May 10, 2026
Small file, huge comment-section energy
Replacing a 3 GB SQLite db with a 10 MB FST (finite state transducer) binary
Dev shrinks a giant dictionary download—and the comments instantly start arguing
TLDR: A dictionary app creator cut a massive 3 GB word download down to about 10 MB by using a much more specialized way to store words. Commenters loved the result, but instantly split into two camps: "great practical fix" versus "hang on, wasn’t this old news—and why wasn’t the original file compressed better?"
A developer behind a Finnish-English dictionary app just pulled off the kind of glow-up that makes the internet sit up straight: he replaced a 3 GB download with something closer to 10 MB, all by ditching a bloated general-purpose setup for a tiny custom-built word lookup file. In plain English, he stopped hauling around an entire filing cabinet and switched to a very smart index card. The crowd’s reaction? Equal parts "wow", "wait, didn’t we invent this ages ago?", and "okay but why was it 3 GB in the first place?"

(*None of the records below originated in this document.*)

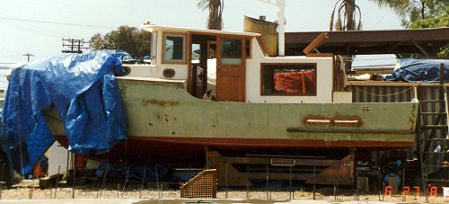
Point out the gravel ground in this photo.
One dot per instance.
(26, 191)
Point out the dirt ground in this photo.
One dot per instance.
(30, 190)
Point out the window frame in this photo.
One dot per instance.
(185, 50)
(153, 44)
(248, 51)
(272, 65)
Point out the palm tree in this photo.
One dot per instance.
(215, 20)
(346, 12)
(413, 10)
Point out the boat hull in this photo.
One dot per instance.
(165, 120)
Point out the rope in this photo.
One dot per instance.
(391, 94)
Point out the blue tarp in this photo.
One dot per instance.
(420, 70)
(81, 88)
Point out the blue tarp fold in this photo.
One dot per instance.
(420, 70)
(81, 88)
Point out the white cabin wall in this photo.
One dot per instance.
(253, 78)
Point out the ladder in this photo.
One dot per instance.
(432, 137)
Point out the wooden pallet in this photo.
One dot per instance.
(203, 185)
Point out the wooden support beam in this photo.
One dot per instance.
(267, 161)
(315, 43)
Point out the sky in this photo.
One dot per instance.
(37, 27)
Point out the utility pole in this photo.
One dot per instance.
(28, 55)
(71, 45)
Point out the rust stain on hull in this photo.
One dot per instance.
(338, 120)
(159, 102)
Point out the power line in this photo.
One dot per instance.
(55, 22)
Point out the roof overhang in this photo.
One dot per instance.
(424, 41)
(152, 28)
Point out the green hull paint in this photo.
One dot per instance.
(158, 109)
(166, 110)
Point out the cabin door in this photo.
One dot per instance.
(231, 63)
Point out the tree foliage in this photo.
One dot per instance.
(412, 11)
(348, 16)
(215, 7)
(129, 39)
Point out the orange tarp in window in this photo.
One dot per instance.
(293, 82)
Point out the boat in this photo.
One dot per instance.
(260, 103)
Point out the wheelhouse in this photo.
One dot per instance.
(234, 66)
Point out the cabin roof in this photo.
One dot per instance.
(152, 28)
(421, 41)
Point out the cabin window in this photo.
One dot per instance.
(231, 52)
(289, 79)
(153, 47)
(174, 48)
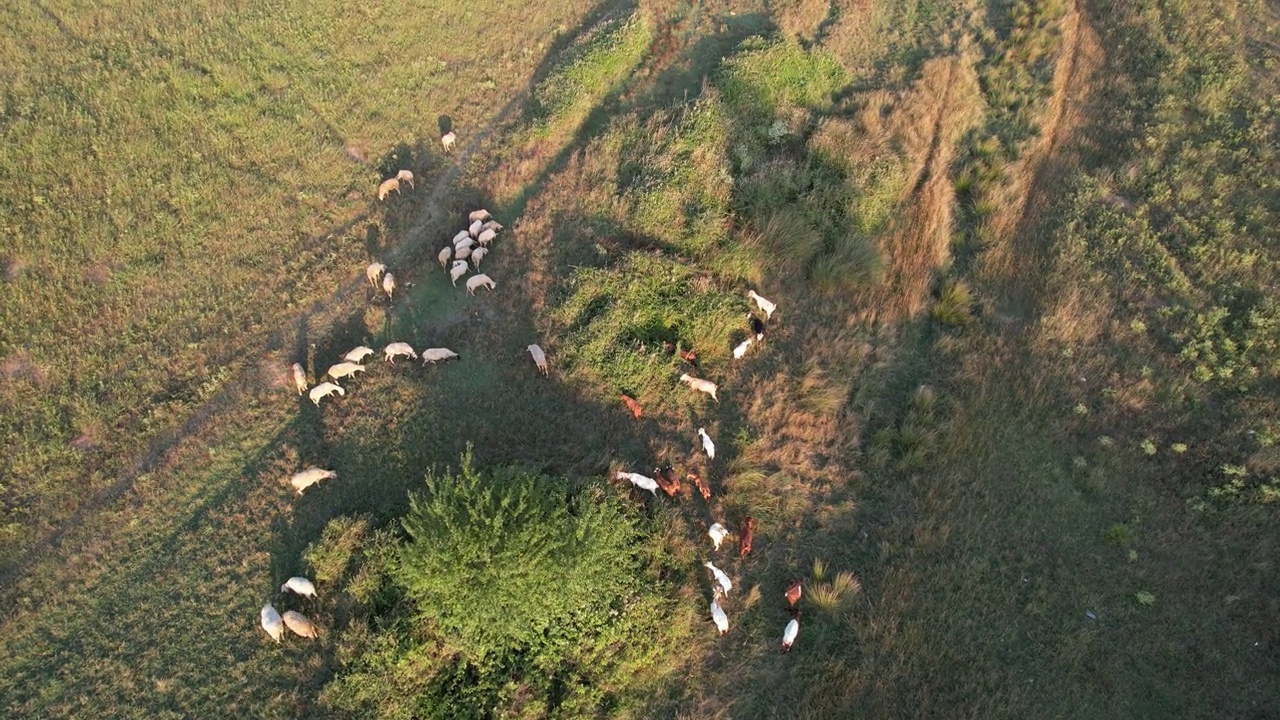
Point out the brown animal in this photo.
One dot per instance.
(794, 593)
(702, 487)
(744, 543)
(632, 405)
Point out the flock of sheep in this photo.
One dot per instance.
(466, 250)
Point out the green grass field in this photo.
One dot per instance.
(1014, 424)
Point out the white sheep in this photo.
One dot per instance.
(324, 390)
(707, 443)
(397, 349)
(357, 354)
(766, 306)
(718, 615)
(457, 270)
(272, 621)
(300, 624)
(717, 533)
(539, 356)
(373, 272)
(725, 584)
(479, 281)
(640, 481)
(300, 378)
(387, 187)
(300, 586)
(304, 479)
(700, 384)
(344, 370)
(437, 354)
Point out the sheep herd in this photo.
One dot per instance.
(462, 254)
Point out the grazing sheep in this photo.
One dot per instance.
(300, 378)
(272, 621)
(725, 584)
(707, 443)
(300, 586)
(640, 481)
(359, 354)
(457, 270)
(300, 624)
(479, 281)
(717, 533)
(718, 615)
(304, 479)
(437, 354)
(700, 384)
(397, 349)
(324, 390)
(791, 630)
(702, 486)
(387, 187)
(632, 405)
(344, 370)
(766, 306)
(744, 541)
(536, 351)
(794, 593)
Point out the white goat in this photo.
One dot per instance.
(324, 390)
(304, 479)
(300, 624)
(357, 354)
(457, 270)
(640, 482)
(437, 354)
(766, 306)
(479, 281)
(700, 384)
(300, 378)
(272, 621)
(397, 349)
(539, 356)
(344, 370)
(387, 187)
(707, 443)
(300, 586)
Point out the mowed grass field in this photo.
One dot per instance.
(1014, 423)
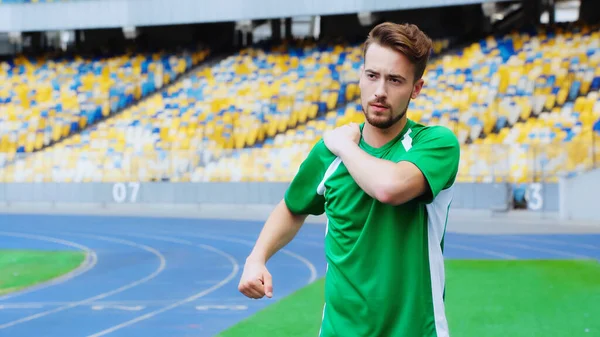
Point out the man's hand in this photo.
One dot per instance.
(256, 281)
(342, 136)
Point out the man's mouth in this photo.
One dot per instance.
(379, 107)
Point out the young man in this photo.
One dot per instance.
(386, 187)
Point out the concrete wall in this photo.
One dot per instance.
(578, 197)
(125, 13)
(467, 195)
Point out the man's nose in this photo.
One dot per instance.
(380, 90)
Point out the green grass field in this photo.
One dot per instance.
(484, 298)
(23, 268)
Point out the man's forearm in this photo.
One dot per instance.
(375, 176)
(279, 229)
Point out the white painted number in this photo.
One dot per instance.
(533, 196)
(120, 192)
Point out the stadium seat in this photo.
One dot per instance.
(48, 100)
(524, 106)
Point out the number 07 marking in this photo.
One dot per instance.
(120, 192)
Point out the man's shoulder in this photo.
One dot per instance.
(320, 152)
(434, 133)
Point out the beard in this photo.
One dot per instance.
(384, 121)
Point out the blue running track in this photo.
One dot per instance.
(179, 277)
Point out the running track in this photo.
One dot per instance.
(178, 277)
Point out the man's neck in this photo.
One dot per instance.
(376, 137)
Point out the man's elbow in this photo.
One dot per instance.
(398, 193)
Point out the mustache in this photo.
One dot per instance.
(379, 102)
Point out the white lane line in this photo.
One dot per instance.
(305, 261)
(482, 251)
(88, 263)
(234, 271)
(158, 270)
(499, 242)
(552, 242)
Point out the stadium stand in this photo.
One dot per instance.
(236, 103)
(45, 100)
(509, 132)
(516, 102)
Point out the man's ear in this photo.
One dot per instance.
(417, 88)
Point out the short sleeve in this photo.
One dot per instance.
(301, 196)
(436, 152)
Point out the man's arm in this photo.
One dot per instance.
(301, 199)
(389, 182)
(427, 168)
(279, 229)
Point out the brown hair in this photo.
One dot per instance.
(407, 39)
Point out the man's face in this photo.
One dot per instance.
(387, 86)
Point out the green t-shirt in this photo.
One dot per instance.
(385, 268)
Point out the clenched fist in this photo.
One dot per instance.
(336, 139)
(256, 281)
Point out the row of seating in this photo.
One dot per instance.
(43, 101)
(515, 102)
(238, 102)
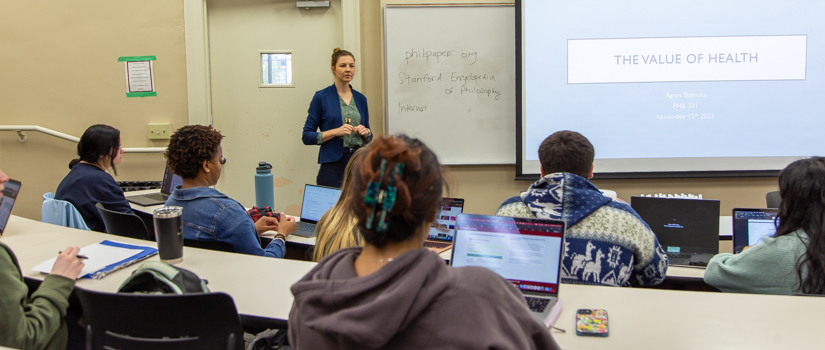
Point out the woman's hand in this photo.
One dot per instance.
(344, 130)
(362, 130)
(288, 225)
(266, 223)
(68, 264)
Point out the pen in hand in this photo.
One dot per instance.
(79, 256)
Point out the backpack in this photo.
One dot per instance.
(155, 277)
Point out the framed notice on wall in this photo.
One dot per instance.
(140, 76)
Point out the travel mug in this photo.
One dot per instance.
(169, 233)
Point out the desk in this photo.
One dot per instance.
(259, 285)
(665, 319)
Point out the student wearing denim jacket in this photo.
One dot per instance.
(195, 154)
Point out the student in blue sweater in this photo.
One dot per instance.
(89, 182)
(793, 261)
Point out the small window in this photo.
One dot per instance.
(276, 69)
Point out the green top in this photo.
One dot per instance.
(766, 268)
(34, 322)
(351, 116)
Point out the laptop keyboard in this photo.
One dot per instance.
(305, 226)
(537, 304)
(436, 245)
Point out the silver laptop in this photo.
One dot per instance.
(12, 187)
(687, 229)
(525, 251)
(317, 201)
(752, 225)
(442, 231)
(170, 181)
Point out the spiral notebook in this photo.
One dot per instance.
(104, 258)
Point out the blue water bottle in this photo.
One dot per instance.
(264, 193)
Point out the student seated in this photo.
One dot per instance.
(392, 293)
(195, 154)
(606, 242)
(337, 227)
(35, 321)
(88, 182)
(793, 261)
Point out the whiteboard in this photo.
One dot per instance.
(450, 74)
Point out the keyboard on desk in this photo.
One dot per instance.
(436, 245)
(537, 304)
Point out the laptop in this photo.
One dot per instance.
(752, 225)
(12, 187)
(170, 181)
(440, 237)
(317, 201)
(687, 229)
(525, 251)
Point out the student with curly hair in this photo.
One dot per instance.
(393, 293)
(793, 261)
(195, 154)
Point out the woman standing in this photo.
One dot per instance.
(88, 182)
(393, 293)
(793, 261)
(342, 116)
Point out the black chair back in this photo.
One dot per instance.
(123, 224)
(160, 321)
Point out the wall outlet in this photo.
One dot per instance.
(159, 131)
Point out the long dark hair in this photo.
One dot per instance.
(419, 187)
(802, 189)
(98, 140)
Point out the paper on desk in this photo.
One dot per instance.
(100, 255)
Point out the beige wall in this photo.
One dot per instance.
(59, 69)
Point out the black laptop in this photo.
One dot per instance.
(688, 229)
(12, 187)
(170, 181)
(752, 225)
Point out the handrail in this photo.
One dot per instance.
(23, 137)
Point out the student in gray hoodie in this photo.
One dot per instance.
(394, 294)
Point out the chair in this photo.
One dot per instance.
(123, 224)
(60, 212)
(772, 199)
(160, 321)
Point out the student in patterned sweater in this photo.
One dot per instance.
(606, 242)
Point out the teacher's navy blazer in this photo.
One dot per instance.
(325, 113)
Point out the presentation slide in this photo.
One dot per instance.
(660, 86)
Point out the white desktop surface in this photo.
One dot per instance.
(259, 285)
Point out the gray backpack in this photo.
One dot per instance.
(155, 277)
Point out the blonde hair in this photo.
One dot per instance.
(337, 228)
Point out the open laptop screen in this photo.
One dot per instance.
(12, 187)
(751, 226)
(317, 200)
(527, 252)
(443, 228)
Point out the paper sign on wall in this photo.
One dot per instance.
(140, 75)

That last part is where the comment section got juicy. One camp loved the story’s honesty: the developer first shipped the "bad easy thing"—a huge database—because it worked, then came back later with a cleaner fix. Commenters practically turned that into a life lesson about shipping first and optimizing later. But the skeptics were not letting the victory lap go unchallenged. One sharply asked why normal compression didn’t already tame that monster-sized download if so much of the data repeated itself. Ouch.
Meanwhile, nostalgia nerds barged in with major been-there energy. Multiple readers said the "new" trick felt suspiciously familiar, with one pointing to an older name for the same idea and another reminiscing about cramming a word game dictionary into a 6 MB cache years ago. There was also some wholesome side-quest energy, with people wondering if the same trick could rescue Turkish or Japanese dictionaries too. So yes, the article is about shrinking software—but the real show is the comments: half applause, half archaeology, and just enough side-eye to keep it spicy.
Key Points
- •The article describes Taskusanakirja, a Finnish-English dictionary that relies on incremental prefix-based search.
- •The first implementation used a trie in Go and could store roughly 400,000 items in about 50–60 MB with optimizations.
- •Scaling to include Finnish inflected forms increased the dataset to an estimated 40–60 million items, which the trie approach could not handle within the target memory footprint.
- •As an interim solution, the author shipped inflections in a separate SQLite database using Full Text Search, which performed well but required a 3 GB download.
- •The post revisits the problem nine months later with the goal, stated in the title, of replacing the large SQLite database with a much smaller finite state transducer binary.